The teenagers finished their game and went back to their camp and peace descended.

Further along the beach path we came across a pretty fishing cabin and some fishing boats.

To top it all off as we walked through the woods back to our van I saw two red squirrels playing in the car park.  I’m glad we came here, it’s lovely.

We left the car park and drove a few minutes up the road to the Coop (a supermarket a bit like Waitrose).  Darren managed to squeeze the van into a double space and hoped no one would park next to us because manoeuvring  out of the exit was going to be tight.

The shop had a great salad bar so we mixed and matched two salad bowls, for a lazy lunch, with boiled eggs, falafel, pickles, palm hearts, black barley and salad leaves.  Darren bought a HUGE loaf of rye bread, that lasted quite a few days.

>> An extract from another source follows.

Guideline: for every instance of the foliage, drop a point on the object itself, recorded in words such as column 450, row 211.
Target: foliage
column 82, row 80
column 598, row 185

We were starving when we came out of the shop so we decided to eat and then move on, with hindsight we should have gone back to the woodland car park but we didn’t and just as we were about to leave a woman pulled up in the space next to us and we could see her husband tell her the car wasn’t forward enough so she moved the car until it was hanging over the front of the parking bay.  How to make it extra hard for a motorhomer to exit the car park in one easy lesson.

Darren foiled her however and I was most impressed with the way he managed to squeeze the van round her car and out of the exit.

We drove on to our next stop, Tosteberga Hamn, I didn’t think it could possibly be as good as our last stop but it was.

It was a tiny harbour at the end of a very long single track lane, it would have been a long way to reverse if we’d met another van coming the other way, I wonder how they manage when it gets busy during the summer.

The view across the bay was so beautiful that we decided that we needed to come back here for a couple of nights after Sweden Rock, which is where we were travelling to the following day.

It was a beautiful sunny day and it seems that Thursdays are the start of the Swedish weekend because the site soon filled up with motorhomes, even the ‘Do Not Park’ area was parked in!

We wandered over to the harbour and Darren pointed to shoals of fish swimming around the boats, the fish in the shoals got bigger and bigger as we walked to the end of the pier.

After a while Darren went back to the van to do some work and I took photos of the pair of swans with their cygnets swimming in the sea, although I’ve seen loads of swans swimming in the sea since we arrived at the Baltic Sea coast I still can’t quite believe my eyes.

In the evening a storm kicked in so we set up our ‘mezzanine’ lounge/sofa’ and snuggled up to watch Vikings.